# Eerie Acres Cemetery 2014



## BIGANT (Jul 13, 2010)

UPDATED: to include the video of the big night itself here in first post






A little before and after photos for the yard set up this year

Its still FAR from finished as I have tons of things left to put out and rearrange but we are getting close!


----------



## jdubbya (Nov 6, 2005)

I like the "after" shot best! Looks fantastic! You are definitely "that house".


----------



## Fright Boy (Oct 1, 2014)

*Love the Grave Slab. Any chance you can post some more pics of it? And that front corner column is nice too. And the fence, oh I could go on and on.*


----------



## BIGANT (Jul 13, 2010)

haha thanks guys!!!!! Here is a video for the graveslab its animated actually


----------



## Hairazor (Mar 13, 2012)

You sure know how to liven up a property


----------



## RoxyBlue (Oct 6, 2008)

I'd live next door to that house


----------



## Fright Boy (Oct 1, 2014)

BIGANT said:


> haha thanks guys!!!!! Here is a video for the graveslab its animated actually


Thanks, now that I think about it, I believe I have seen (drooled over) your videos already. What is the motor and where did you get it?

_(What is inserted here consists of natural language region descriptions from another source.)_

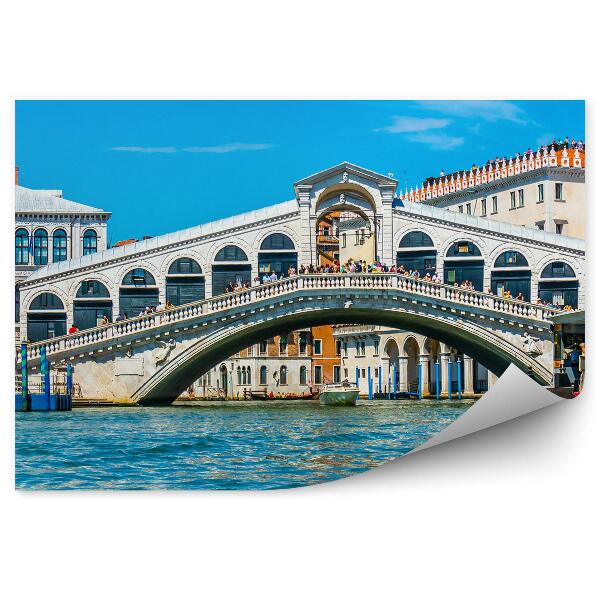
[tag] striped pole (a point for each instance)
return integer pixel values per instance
(24, 382)
(45, 371)
(69, 379)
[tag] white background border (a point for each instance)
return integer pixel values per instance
(510, 512)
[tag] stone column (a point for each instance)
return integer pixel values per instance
(402, 374)
(468, 367)
(387, 234)
(444, 360)
(424, 362)
(306, 233)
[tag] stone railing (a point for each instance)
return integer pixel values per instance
(498, 169)
(348, 281)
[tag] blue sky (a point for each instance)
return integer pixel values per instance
(159, 166)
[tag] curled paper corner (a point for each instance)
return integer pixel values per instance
(513, 395)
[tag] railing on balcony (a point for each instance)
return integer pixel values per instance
(394, 281)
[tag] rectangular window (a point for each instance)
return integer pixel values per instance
(317, 347)
(540, 192)
(302, 342)
(318, 378)
(336, 374)
(283, 345)
(558, 191)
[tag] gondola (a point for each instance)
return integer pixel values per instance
(263, 395)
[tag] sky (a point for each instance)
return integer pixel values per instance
(160, 166)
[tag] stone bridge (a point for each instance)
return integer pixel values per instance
(152, 359)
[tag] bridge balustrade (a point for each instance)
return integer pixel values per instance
(246, 296)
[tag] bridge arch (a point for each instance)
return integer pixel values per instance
(46, 317)
(493, 351)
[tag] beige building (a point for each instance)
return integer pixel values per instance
(543, 190)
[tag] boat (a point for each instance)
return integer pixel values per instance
(263, 395)
(339, 394)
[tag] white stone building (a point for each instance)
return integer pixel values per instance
(543, 190)
(50, 229)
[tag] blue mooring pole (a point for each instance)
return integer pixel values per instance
(24, 382)
(45, 371)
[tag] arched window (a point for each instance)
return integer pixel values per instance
(558, 270)
(40, 247)
(139, 278)
(185, 266)
(510, 258)
(90, 242)
(47, 301)
(277, 241)
(231, 253)
(59, 245)
(559, 285)
(21, 247)
(416, 239)
(92, 289)
(46, 317)
(302, 375)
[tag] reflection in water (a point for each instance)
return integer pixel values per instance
(218, 448)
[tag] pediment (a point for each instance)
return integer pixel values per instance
(337, 172)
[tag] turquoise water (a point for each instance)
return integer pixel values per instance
(218, 448)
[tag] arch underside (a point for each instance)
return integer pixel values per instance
(166, 385)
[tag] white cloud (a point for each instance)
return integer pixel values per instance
(436, 141)
(414, 124)
(224, 148)
(486, 110)
(146, 149)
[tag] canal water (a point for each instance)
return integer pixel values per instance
(219, 448)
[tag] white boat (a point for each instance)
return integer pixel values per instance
(339, 394)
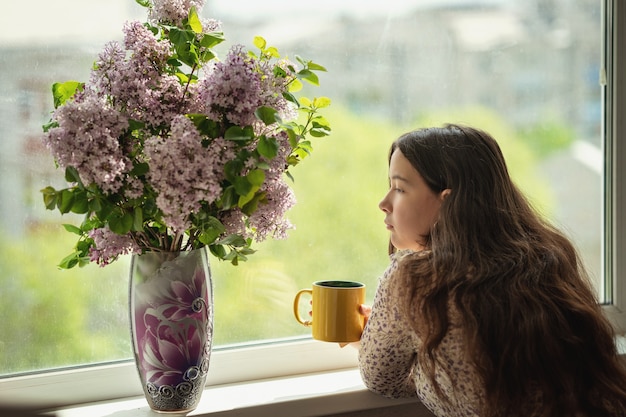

P.S. Curtain Rods, awesome touch. I love it!


----------



## BIGANT (Jul 13, 2010)

Fright Boy said:


> Thanks, now that I think about it, I believe I have seen (drooled over) your videos already. What is the motor and where did you get it?
> 
> P.S. Curtain Rods, awesome touch. I love it!


my fellow haunter down the street was nice enough to give me one of those 12v vent motors that everyone used to buy to make props out of years ago before the company stopped selling them. you can still find them but they are money now than they used to be. Here is a link to one on ebay they used to only be a few bucks

http://www.ebay.com/itm/DODGE-CHRYS...s&fits=Make:Dodge&hash=item2ed7295508&vxp=mtr

Oh and I made the curtain rods haha they are actually pvc pipe with fence finials on each end then I made little stand offs to lift them up and screwed them right into the wood.


----------



## Pumpkin5 (Aug 8, 2010)

:jol:Looks so good BA! Love the pumpkins hanging from the trees!


----------



## Bone Dancer (Oct 7, 2005)

Looking good, and I love the slab, never thought of making one even if it was just a static prop. So how do the folk next door feel. I would feel kinda cheap if I didnt do anything.


----------



## Wildcat (Nov 3, 2007)

Looks awesome. Agree with Roxy that I'd love to live next to you.


----------



## drevilstein (Sep 17, 2013)

nice yard, very well put together.


----------



## BIGANT (Jul 13, 2010)

haha thanks everyone! Luckily the neighbors love it and look forward to the setup each year. I was speaking with one of them and they said they would love to decorate as well but they just never have the time. So I told them about the Ditto Christmas trend haha


----------



## BIGANT (Jul 13, 2010)

updated with a video!! I have more detailed photos on my facebook page as well if anyone wants some close up photos


----------



## tjc67 (Jul 28, 2013)

Excellent work, I think Sparky was my favorite. You also have an excellent house/yard to work with the various features adding to it instead of detracting from it.


----------



## jdubbya (Nov 6, 2005)

The video was awesome!! Love everything about it. The upstairs window projections are great as are the lit pumpkins from the trees. This is just the all inclusive Halloween display. Love it!


----------



## drevilstein (Sep 17, 2013)

Stunning display, love everything about it!


----------



## Pumpkin5 (Aug 8, 2010)

:jol:Your video is amazing! I love all the details and your lighting is PERFECTION! I adore the way you have your tree uplit...it actually makes it very haunted looking...just with the lighting. Of course, all your scene setting and one of a kind props help with the 'haunted' look too.


----------



## BIGANT (Jul 13, 2010)

Thanks so much everyone!!!


----------



## IMU (Apr 8, 2009)

Nice work ... watch your youtube videos all the time.


----------



## BIGANT (Jul 13, 2010)




----------



## lewlew (Mar 15, 2006)

Simply amazing to see all those elements coming together into one fantastic haunt! So many details and effects! Well done!


----------



## RoxyBlue (Oct 6, 2008)

Hey, those two skellies in the car were not wearing their seatbelts. They could get hurt that way

I'm a big fan of cemetery scenes and yours has everything a cemetery could possibly want - fencing, columns, coffin and pall bearers, tombstones, mausoleum/crypt façade, and lanterns (I love how you put some in the tree, BTW - adds a height dimension to the view).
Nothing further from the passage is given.